The OnChain Industries platform combines sophisticated on-chain analysis with open-source intelligence (OSINT) capabilities to provide actionable insights from cryptocurrency exchanges, NFT marketplaces, blockchain explorers, Web3 platforms, and decentralized gaming environments.

The tool uses automated search features eliminate manual investigation time, allowing investigators to rapidly discover and identify connections between cryptocurrency wallets, usernames, email addresses and profiles.

Used by cryptocurrency forensics teams, financial crime investigators, law enforcement agencies, and compliance professionals worldwide, their platform features real-time results and a risk assessment system that identifies potential cybercrime indicators, dark market operations, fraud patterns, and security incidents.

Techniques used for Tracing Cryptocurrency with OSINT

1. Social Media and Forum Analysis

Social media is one of the easiest way to link crypto transactions to real life names. Many people usually post their public wallet on YouTube, Facebook, X etc., looking for "tips" or donations for their contributions. As soon as that wallet is posted, a direct link is made between their wallet and real world name, thus making their future transactions even less safe than using fiat.

OSINT investigators will usually scour social media platforms, forums, and dark net markets to look for mentions of wallet addresses. The information obtained can then be used to help them link wallet addresses to real-world identities.

2. Cryptocurrency Exchanges (CEX) and KYC Data

Cryptocurrency exchanges are by default required by to implement Know Your Customer (KYC) protocols for all their customers, which collect real world user identification data. By a court order or an authorities request, exchanges can be asked to hand over all the data that they have. This helps investigators link wallet addresses to individuals or organizations easily.

As your real name is directly linked to the addresses provided for your use in an exchange, it goes without saying that any transactions from an exchange are not secure. Blockchain transactions are also historical. If your currency is consistently routed through an exchange to a cold wallet, a direct link can be made from your cold wallet, to your exchange wallet, to your identity which investigators are able to trace very easily.

3. Transactions Pattern Analysis

Analyzing crypto transactions patterns can reveal suspicious behavior, such as frequent transfers to mixing services or known illicit addresses. If you consistently route your coins through an exchange to a cold wallet or a mixer, a pattern can be established which can then be used to infer ownership and real world identity. 

Advanced tools like Chainalysis and OnChain Industries automate this process for investigators and researchers by flagging high-risk transactions, and this makes work easier for the people involved since their workload is immensely reduced.

4. IP Address Tracking

IP address tracking has been used by investigators and law enforcement officers for a long time, which can make it very valuable and necessary when doing crypto tracking.
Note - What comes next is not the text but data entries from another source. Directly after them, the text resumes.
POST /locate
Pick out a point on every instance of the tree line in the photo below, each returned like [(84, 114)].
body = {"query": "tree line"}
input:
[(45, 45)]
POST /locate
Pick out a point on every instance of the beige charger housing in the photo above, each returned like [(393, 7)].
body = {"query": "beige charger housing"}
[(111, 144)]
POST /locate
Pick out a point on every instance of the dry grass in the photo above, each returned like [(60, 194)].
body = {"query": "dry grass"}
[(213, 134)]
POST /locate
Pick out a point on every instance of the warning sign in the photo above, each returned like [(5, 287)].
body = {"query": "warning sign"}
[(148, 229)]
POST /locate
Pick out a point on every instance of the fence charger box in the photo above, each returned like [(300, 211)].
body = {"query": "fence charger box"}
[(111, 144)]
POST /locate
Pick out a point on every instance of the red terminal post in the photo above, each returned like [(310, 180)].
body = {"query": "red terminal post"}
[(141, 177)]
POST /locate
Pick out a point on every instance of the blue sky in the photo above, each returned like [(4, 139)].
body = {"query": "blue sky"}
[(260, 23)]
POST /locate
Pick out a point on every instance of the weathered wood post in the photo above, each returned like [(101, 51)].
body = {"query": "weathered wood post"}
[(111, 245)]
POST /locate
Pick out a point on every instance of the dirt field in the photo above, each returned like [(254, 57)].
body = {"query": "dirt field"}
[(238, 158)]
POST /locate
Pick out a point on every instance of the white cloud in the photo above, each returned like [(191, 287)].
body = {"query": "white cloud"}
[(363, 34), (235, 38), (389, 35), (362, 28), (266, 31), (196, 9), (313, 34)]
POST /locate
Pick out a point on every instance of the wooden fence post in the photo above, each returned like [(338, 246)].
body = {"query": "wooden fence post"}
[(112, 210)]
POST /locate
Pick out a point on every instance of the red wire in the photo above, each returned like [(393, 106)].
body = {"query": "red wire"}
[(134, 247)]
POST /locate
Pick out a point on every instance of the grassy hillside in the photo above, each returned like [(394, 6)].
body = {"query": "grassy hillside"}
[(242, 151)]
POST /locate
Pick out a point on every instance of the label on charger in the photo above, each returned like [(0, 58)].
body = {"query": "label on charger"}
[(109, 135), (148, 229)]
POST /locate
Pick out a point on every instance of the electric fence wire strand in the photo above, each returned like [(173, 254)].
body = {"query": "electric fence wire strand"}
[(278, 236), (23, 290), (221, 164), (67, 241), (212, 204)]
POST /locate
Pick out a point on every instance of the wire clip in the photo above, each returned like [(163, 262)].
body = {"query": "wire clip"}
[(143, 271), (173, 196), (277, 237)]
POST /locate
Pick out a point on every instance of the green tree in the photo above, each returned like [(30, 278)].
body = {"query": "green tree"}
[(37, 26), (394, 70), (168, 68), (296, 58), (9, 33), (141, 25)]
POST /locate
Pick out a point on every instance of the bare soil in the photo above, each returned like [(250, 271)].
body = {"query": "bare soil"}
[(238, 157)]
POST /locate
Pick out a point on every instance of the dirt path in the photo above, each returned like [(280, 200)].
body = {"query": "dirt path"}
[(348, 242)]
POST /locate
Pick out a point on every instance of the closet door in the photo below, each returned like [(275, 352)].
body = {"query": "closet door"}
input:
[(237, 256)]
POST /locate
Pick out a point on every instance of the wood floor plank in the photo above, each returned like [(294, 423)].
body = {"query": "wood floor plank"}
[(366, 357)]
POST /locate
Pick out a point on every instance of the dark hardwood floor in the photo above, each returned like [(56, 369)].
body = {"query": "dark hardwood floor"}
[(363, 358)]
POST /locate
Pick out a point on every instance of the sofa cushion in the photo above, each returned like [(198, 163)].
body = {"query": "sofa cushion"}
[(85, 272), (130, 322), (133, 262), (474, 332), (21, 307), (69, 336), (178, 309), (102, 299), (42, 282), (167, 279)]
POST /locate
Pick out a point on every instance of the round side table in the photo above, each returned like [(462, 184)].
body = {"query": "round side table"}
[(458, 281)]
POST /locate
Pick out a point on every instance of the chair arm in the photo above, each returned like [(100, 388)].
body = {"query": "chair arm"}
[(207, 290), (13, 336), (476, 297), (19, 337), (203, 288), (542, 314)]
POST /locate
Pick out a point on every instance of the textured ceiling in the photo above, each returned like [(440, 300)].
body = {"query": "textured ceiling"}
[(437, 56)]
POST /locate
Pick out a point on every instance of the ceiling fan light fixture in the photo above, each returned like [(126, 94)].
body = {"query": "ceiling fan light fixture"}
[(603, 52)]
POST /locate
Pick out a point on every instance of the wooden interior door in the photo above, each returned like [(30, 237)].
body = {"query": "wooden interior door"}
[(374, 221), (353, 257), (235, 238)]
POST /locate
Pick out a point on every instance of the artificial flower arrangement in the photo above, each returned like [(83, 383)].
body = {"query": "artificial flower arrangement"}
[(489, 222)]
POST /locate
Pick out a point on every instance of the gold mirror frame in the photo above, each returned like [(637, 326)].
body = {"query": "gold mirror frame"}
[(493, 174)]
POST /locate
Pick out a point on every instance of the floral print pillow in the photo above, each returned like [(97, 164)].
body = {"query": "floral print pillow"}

Investigators often trace the IP addresses associated with crypto transactions to help them in determining the location and possible identity, with help from ISPs. This technique has been useful for identifying the geographic location of wallet owners. With it, law enforcement officers can conduct accurate analysis and help nab scammers and fraudsters. In fact, the owner of Silk Road was traced using his IP address, which was associated with crypto activity.

Final thoughts.

Blockchain analysis and tracking has played a key role in recent civil and criminal trials, including the recent conviction of FTX founder Sam Bankman-Fried, who embezzled customer funds.

Tracing crypto with OSINT is a necessary skill in the fight against financial crime. Tools like Chainalysis, Elliptic, and OnChain Industries have revolutionized the field and enabled investigators to uncover illicit activities and hold bad actors accountable. 

As crypto and Web3 continues to evolve, so too must the tools and techniques used to trace them. By leveraging OSINT and advanced blockchain analysis, we can ensure a safer and more transparent crypto and Web3 ecosystem. All in all, an ounce of prevention is equal to a pound of cure.